Artificial Intelligence Nanodegree

Convolutional Neural Networks


In this notebook, we train a CNN on augmented images from the CIFAR-10 database.

1. Load CIFAR-10 Database


In [1]:
import keras
from keras.datasets import cifar10

# load the pre-shuffled train and test data
(x_train, y_train), (x_test, y_test) = cifar10.load_data()


Using TensorFlow backend.

2. Visualize the First 24 Training Images


In [2]:
import numpy as np
import matplotlib.pyplot as plt
%matplotlib inline

fig = plt.figure(figsize=(20,5))
for i in range(36):
    ax = fig.add_subplot(3, 12, i + 1, xticks=[], yticks=[])
    ax.imshow(np.squeeze(x_train[i]))


3. Rescale the Images by Dividing Every Pixel in Every Image by 255


In [3]:
# rescale [0,255] --> [0,1]
x_train = x_train.astype('float32')/255
x_test = x_test.astype('float32')/255

4. Break Dataset into Training, Testing, and Validation Sets


In [4]:
from keras.utils import np_utils

# break training set into training and validation sets
(x_train, x_valid) = x_train[5000:], x_train[:5000]
(y_train, y_valid) = y_train[5000:], y_train[:5000]
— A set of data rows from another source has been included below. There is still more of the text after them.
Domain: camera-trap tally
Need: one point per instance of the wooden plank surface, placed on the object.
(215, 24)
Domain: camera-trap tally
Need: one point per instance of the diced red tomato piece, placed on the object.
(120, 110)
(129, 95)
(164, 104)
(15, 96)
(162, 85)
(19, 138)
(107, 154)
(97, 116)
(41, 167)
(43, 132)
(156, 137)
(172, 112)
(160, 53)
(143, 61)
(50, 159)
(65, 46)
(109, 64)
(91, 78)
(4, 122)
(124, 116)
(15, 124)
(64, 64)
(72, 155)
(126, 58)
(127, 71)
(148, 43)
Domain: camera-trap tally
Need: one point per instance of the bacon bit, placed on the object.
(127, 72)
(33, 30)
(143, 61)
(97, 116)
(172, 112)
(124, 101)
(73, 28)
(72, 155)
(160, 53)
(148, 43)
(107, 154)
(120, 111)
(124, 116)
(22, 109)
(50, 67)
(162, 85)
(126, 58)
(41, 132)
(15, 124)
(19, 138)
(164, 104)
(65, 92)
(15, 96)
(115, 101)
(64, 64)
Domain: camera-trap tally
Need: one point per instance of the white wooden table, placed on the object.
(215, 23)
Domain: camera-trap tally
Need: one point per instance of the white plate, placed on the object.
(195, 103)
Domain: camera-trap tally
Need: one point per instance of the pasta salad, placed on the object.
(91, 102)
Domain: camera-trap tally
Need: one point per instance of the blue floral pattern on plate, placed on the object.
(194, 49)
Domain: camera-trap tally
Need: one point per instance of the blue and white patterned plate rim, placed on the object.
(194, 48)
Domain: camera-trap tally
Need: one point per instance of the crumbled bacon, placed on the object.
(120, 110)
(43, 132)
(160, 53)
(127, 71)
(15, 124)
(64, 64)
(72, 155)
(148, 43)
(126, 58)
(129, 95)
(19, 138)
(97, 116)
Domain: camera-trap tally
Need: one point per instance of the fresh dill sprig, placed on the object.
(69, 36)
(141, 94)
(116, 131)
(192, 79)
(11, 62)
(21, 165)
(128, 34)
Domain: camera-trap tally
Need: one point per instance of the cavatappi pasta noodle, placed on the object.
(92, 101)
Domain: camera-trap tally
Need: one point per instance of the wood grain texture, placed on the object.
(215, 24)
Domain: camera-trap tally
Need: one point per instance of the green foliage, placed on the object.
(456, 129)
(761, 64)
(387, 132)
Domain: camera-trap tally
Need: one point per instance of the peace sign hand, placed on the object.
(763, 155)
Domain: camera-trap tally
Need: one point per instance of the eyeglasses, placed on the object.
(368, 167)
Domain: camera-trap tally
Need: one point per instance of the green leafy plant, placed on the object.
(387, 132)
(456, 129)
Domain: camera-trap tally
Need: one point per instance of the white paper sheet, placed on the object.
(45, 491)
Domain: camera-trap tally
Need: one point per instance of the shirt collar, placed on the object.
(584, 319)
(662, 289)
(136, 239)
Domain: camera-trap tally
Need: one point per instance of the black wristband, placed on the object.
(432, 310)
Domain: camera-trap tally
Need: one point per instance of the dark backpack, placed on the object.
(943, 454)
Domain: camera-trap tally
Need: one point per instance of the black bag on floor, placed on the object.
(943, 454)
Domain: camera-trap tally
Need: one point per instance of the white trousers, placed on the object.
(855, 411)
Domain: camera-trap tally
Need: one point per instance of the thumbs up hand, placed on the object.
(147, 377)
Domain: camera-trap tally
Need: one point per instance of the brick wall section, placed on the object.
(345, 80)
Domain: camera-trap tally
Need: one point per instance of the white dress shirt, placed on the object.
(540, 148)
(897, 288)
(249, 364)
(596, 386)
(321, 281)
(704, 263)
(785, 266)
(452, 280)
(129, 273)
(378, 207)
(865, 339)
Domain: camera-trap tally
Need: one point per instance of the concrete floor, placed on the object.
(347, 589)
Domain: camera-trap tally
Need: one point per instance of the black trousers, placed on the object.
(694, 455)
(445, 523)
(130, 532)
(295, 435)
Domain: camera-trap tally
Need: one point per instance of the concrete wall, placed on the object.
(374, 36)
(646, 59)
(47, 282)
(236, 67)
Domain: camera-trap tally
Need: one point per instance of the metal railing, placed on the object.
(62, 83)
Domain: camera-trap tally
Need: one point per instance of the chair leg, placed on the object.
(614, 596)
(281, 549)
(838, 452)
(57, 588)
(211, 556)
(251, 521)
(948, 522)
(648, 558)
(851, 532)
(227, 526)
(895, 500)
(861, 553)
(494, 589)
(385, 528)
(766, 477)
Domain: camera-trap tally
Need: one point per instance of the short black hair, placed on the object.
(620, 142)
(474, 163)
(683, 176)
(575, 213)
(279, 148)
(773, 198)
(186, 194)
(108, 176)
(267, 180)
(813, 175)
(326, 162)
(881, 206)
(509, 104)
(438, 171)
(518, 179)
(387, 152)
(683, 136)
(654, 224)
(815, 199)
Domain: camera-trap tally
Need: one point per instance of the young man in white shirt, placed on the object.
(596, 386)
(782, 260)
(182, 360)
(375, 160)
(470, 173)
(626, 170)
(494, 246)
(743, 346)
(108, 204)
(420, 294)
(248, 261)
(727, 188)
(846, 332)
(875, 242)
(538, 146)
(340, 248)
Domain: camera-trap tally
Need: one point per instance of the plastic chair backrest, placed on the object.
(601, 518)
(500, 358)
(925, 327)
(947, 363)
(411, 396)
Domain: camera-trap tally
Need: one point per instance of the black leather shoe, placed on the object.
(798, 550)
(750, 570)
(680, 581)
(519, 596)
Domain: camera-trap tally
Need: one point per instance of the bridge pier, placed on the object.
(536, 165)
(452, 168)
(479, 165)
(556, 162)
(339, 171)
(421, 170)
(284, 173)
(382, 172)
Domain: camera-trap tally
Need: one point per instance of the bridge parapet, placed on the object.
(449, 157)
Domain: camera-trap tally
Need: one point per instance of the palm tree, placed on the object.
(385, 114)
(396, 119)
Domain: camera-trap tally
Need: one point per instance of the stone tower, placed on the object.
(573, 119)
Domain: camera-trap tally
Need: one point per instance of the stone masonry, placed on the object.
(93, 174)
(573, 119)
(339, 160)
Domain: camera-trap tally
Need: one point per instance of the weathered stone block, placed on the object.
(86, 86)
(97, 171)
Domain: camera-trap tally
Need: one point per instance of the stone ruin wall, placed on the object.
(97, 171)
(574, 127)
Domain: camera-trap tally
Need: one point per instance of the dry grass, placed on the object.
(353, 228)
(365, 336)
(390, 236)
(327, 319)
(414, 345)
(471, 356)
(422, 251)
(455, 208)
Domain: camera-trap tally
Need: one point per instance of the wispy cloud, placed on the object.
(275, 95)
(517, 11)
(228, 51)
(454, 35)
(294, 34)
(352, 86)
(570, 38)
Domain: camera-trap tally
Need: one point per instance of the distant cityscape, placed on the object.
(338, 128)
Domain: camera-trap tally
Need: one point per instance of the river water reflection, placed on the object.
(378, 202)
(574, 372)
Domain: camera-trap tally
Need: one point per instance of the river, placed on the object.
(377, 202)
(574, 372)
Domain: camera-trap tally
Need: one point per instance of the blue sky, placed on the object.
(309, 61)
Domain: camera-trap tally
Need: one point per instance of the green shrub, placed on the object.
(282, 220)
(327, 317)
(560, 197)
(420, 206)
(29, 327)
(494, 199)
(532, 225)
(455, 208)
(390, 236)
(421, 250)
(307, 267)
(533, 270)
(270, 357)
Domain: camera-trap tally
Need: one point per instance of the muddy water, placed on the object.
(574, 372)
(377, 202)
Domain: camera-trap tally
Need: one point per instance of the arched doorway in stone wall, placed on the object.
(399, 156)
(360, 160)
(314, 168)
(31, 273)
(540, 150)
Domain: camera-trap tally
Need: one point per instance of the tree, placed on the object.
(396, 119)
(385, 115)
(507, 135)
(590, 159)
# one-hot encode the labels
num_classes = len(np.unique(y_train))
y_train = keras.utils.to_categorical(y_train, num_classes)
y_test = keras.utils.to_categorical(y_test, num_classes)
y_valid = keras.utils.to_categorical(y_valid, num_classes)

# print shape of training set
print('x_train shape:', x_train.shape)

# print number of training, validation, and test images
print(x_train.shape[0], 'train samples')
print(x_test.shape[0], 'test samples')
print(x_valid.shape[0], 'validation samples')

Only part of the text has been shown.